We went in to ask the price but the young appentice said that the owner was out. He accompanied us out to the rubbish pile and said the case could be 20 euros. Parfait - and we handed over the money.
I knew that Mark could cut away the damaged section leaving me the 'fat' middle cupboard which I could already see painted in Gustavian grey. We carried the case to the car but no matter how we tried it was simply too long to fit inside. We decided to ask whether there was a saw inside the shop which we could borrow to cut it down to the section we needed, intending to discard the damaged base back on the rubbish pile. The apprentice found us an old saw and left us to it.
Mark quickly got to work and the base was almost sawn through when the apprentice came running out . "Madame..Monsieur.......Non, non, non. Arretez, arretez!!" We looked at him in suprise. Looking very embarrassed he started to explain that the owner had just phoned to say that he had left the clock case by the rubbish pile ready to be carried indoors - and that he was on his way back to the shop with the clock's top section and its movement in his car!!!

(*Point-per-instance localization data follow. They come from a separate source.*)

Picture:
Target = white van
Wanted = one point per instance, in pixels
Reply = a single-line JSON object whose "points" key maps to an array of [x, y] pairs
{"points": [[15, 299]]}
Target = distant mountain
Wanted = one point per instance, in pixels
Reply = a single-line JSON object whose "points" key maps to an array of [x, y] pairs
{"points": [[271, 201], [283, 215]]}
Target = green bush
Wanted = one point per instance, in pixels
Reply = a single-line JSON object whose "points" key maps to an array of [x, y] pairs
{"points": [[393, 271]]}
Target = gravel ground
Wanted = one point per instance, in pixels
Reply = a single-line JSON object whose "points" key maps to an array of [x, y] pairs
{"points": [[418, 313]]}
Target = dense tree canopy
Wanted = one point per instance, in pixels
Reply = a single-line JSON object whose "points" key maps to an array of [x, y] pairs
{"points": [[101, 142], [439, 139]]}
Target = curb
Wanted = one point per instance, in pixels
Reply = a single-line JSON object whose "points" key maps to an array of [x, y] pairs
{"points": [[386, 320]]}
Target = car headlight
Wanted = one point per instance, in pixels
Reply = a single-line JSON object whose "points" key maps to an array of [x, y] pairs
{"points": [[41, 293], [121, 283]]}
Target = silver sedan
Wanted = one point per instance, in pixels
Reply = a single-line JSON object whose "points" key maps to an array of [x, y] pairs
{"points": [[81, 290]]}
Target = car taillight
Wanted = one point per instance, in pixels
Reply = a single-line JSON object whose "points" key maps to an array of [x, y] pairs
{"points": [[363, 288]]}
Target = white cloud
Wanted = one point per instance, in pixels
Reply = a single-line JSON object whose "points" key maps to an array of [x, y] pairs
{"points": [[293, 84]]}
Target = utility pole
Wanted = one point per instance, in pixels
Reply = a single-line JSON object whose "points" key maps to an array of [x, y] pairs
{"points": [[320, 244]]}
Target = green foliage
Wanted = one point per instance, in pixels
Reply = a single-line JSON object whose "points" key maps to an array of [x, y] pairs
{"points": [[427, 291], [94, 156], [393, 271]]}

So the worried apprentice returned our money and carried the almost sawn-in-half clock case into the shop.
I never did find out what happened when the owner returned and whether they did manage to repair the base again to sell the clock? Nor for that matter did I get my 'fat' middle wall cupboard after all, but what we do always have a good laugh each we reminisce about the visit!
Finally, good news following on from yesterday's blog and my worries over our kitten's little op. Well, my fears and concerns were unfounded! As you will see from the photograph, below, Charles Le Baron du Breuil is very much recovered today - and has even been helping me photograph my latest treasures for my auction site.